Nous ne pouvons malheureusement suivre M. Ribourt dans le curieux développement des obstacles qu’il a, en présence du congrès, opposé à l’exécution du projet de MM. Wyse et Reclus. Le moindre ne sera pas l’énorme quantité de dynamite qu’il faudra employer pour faire sauter 31 millions de mètres cubes de dolérite[1]. Tout le monde ne sait pas qu’on ne peut fabriquer la dynamite par une température de 25 degrés ; s’il est nécessaire de manipuler sur lieu ce terrible engin, il faudra refroidir les usines avec des machines à glace pour les maintenir à 15 degrés de température constante. Croit-on que cela sera bien aisé dans un pays où la température moyenne est de 36 degrés ? M. Lavalley a appelé l’attention de la commission sur les difficultés immenses que présenteraient des travaux de déblais à exécuter dans la vallée torrentielle de Chagres, sur les embarras presque insurmontables pour faire ces travaux à sec, le seul moyen possible cependant. Un autre membre a déclaré qu’il y avait là un inconnu dont il fallait tenir compte, en se rappelant l’importance des crues du Chagres et par conséquent des irruptions de ce torrent. Cet inconnu augmenterait surtout par la suppression du tunnel primitivement projeté en raison des prix des tranchées qu’il faudrait faire.

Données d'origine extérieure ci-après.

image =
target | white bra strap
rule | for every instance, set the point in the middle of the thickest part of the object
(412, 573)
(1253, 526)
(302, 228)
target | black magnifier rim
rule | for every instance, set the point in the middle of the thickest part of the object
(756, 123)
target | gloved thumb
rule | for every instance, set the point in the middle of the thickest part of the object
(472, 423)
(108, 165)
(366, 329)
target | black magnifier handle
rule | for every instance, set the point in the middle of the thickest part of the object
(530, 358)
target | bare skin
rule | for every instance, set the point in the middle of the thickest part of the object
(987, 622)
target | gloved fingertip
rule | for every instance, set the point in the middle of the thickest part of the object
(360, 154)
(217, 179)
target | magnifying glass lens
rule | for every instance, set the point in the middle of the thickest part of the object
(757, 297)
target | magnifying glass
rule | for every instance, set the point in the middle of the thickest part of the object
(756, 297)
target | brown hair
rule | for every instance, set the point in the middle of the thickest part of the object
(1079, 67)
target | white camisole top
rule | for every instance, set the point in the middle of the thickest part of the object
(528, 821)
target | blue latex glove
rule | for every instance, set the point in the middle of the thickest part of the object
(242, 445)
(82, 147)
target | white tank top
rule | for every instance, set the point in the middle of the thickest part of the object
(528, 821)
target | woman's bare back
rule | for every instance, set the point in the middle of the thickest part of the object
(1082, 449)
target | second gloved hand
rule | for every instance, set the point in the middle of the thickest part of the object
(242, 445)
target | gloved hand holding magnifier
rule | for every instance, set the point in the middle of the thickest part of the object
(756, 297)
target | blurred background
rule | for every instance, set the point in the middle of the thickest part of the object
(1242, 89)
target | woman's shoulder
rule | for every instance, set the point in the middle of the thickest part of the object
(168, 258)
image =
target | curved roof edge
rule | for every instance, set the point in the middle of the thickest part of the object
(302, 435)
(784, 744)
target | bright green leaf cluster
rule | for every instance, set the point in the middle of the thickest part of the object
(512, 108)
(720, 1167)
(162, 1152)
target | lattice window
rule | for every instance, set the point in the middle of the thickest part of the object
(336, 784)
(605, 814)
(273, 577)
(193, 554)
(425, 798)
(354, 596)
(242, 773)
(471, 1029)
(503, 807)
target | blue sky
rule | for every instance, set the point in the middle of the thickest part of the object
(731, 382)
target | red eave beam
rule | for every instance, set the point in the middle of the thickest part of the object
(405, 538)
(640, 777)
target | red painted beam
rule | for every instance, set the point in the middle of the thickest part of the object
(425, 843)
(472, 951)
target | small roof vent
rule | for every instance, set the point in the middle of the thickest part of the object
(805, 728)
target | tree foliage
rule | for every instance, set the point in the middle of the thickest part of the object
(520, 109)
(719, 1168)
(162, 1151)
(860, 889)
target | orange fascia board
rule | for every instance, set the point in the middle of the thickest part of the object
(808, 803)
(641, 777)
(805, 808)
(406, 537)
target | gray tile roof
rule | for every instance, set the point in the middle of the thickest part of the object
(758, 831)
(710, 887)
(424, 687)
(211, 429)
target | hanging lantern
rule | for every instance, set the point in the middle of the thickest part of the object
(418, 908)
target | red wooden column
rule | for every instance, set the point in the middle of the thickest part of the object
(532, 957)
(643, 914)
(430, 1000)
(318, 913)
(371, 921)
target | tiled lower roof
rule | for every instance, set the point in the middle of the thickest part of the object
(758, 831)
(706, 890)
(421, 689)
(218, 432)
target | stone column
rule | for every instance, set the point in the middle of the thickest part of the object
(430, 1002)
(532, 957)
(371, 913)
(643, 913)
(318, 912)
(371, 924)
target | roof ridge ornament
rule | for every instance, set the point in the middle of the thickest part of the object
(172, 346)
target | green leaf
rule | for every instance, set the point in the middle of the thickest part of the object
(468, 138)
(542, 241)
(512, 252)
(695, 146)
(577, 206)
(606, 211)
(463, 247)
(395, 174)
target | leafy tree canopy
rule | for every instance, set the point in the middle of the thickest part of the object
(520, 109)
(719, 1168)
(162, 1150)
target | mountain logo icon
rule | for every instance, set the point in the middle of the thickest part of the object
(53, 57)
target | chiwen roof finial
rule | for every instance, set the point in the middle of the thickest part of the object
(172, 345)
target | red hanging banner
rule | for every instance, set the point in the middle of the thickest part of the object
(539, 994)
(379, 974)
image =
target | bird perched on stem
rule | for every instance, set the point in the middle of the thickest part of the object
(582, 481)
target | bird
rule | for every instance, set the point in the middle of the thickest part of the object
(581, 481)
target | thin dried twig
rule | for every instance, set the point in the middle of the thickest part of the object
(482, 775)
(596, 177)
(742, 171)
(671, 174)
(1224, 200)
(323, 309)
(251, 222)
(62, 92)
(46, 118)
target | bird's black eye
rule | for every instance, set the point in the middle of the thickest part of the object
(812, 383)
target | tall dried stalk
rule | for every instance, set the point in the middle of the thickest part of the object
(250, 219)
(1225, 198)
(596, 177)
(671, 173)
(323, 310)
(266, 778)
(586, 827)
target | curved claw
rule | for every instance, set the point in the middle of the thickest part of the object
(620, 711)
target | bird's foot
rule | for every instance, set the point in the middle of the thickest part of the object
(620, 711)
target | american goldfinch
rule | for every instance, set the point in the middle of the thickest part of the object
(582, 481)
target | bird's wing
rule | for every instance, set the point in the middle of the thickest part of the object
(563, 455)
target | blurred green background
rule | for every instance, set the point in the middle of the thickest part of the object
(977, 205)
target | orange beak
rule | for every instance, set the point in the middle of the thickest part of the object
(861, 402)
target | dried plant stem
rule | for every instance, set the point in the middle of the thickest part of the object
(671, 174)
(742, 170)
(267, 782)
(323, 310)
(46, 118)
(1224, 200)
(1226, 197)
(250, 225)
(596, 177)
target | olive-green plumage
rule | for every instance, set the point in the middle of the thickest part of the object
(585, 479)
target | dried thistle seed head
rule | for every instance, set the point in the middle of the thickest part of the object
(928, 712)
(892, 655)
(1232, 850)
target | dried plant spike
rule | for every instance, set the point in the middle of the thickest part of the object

À ce propos, essayons de résumer les observations que nous avons entendu émettre sur le coût d’une tranchée à 90 mètres de hauteur, tranchée qui, au dernier moment, a été préférée à l’ouverture d’un tunnel. On a eu le grand tort de croire que cela n’entraînerait qu’une faible augmentation de dépenses. Il faut cependant tenir compte de ceci : c’est que le talus de 1/10 que la commission a adopté comme base de son calcul présente une verticalité effrayante quand on l’applique à des talus de 90 mètres d’élévation. Ce plan vertigineux ne s’emploie en travaux de chemins de fer que dans les roches calcaires d’une stratification parfaitement horizontale et dans celles dont la compacité est exceptionnelle ; en tout cas jamais dans des tranchées de grande hauteur. La nature des roches qui doivent être coupées à Panama, la dolérite, puisqu’elle forme le centre du massif, ne supporterait pas un tel profil sans exposer le canal à des remblais incessans. Le talus de un de base pour deux de hauteur pourrait être appliqué à la rigueur, et encore dans l’hypothèse que la nature du sol voulût bien s’y prêter, mais alors le talus donnerait un déblai

  1. Un kilog. de dynamite par mètre cube, à 5 fr. le kilo, soit 155 millions de francs.